Question

A particle \( A \) of mass \( m \) is moving with a velocity \( v_A \), and collides elastically with a particle \( B \), of mass \( 2m \). Particle \( B \) is initially at rest. After collision, \( A \) moves with a velocity \( v_A' \). If \( v_B \) is the final speed of \( B \), then \( v_A'^2 = k v_B^2 \). The value of \( k \) is ...............

Hint:

For elastic collisions, both momentum and kinetic energy are conserved. Use these principles to derive the relationships between the velocities of the colliding particles.

Answer 1

Correct Answer: 1

Step 1: Conservation of momentum.
For an elastic collision, momentum is conserved.
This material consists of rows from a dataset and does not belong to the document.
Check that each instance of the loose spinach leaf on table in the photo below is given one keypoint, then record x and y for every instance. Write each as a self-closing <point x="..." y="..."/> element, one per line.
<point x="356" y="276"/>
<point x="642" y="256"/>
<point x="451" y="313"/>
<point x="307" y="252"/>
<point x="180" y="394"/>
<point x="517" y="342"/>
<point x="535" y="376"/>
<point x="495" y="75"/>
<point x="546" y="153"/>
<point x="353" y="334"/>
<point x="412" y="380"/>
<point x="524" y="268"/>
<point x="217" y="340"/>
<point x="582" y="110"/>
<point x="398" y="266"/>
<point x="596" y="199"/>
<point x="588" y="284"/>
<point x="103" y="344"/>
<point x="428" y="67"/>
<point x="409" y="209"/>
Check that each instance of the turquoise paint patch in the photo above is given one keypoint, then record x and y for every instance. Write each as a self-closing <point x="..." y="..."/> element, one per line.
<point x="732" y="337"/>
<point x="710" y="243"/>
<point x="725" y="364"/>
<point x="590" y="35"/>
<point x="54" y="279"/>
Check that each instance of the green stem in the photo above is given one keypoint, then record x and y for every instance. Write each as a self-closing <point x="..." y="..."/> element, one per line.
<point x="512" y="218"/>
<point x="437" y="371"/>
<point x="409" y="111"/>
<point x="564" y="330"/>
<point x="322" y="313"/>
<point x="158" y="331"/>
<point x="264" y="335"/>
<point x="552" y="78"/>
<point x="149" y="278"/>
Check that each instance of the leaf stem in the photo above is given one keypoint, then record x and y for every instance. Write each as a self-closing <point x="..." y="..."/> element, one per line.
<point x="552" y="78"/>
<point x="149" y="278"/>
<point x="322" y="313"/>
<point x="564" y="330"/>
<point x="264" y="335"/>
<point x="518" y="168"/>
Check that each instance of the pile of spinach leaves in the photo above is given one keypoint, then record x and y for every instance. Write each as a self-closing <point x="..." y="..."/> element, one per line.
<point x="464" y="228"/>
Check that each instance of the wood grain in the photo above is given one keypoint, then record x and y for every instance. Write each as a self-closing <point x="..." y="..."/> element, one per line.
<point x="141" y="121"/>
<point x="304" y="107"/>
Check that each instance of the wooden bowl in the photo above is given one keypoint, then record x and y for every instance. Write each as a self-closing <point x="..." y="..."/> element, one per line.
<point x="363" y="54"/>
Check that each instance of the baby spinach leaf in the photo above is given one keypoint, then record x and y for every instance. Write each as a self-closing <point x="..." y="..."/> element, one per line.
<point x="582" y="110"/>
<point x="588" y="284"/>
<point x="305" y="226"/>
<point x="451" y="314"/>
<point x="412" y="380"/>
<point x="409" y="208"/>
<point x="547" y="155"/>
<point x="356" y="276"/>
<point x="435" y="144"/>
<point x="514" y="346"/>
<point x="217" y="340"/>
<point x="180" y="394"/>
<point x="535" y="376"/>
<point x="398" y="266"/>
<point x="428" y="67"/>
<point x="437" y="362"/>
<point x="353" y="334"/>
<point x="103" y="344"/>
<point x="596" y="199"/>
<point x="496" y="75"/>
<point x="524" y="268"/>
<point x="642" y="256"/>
The total momentum before and after the collision is equal: \[ m v_A = m v_A' + 2m v_B. \] Simplifying, we get \[ v_A = v_A' + 2v_B. \quad \text{(1)} \] Step 2: Conservation of kinetic energy.
For an elastic collision, the total kinetic energy is also conserved: \[ \frac{1}{2} m v_A^2 = \frac{1}{2} m v_A'^2 + \frac{1}{2} 2m v_B^2. \] Simplifying, we get \[ v_A^2 = v_A'^2 + v_B^2. \quad \text{(2)} \] Step 3: Solve the system of equations.
From equation (1), \[ v_A' = v_A - 2v_B. \] Substitute this into equation (2): \[ v_A^2 = (v_A - 2v_B)^2 + v_B^2. \] Expanding: \[ v_A^2 = v_A^2 - 4 v_A v_B + 4v_B^2 + v_B^2 = v_A^2 - 4 v_A v_B + 5v_B^2. \] Simplifying: \[ 0 = -4 v_A v_B + 5v_B^2 \Rightarrow v_A = \frac{5}{4} v_B. \] Thus, \[ v_A'^2 = \left(\frac{5}{4} v_B - 2v_B\right)^2 = \left(\frac{-3}{4} v_B\right)^2 = \frac{9}{16} v_B^2. \] Step 4: Final result.
Therefore, \( k = \frac{9}{16} \). Final Answer: The value of \( k \) is \( \boxed{\frac{9}{16}} \).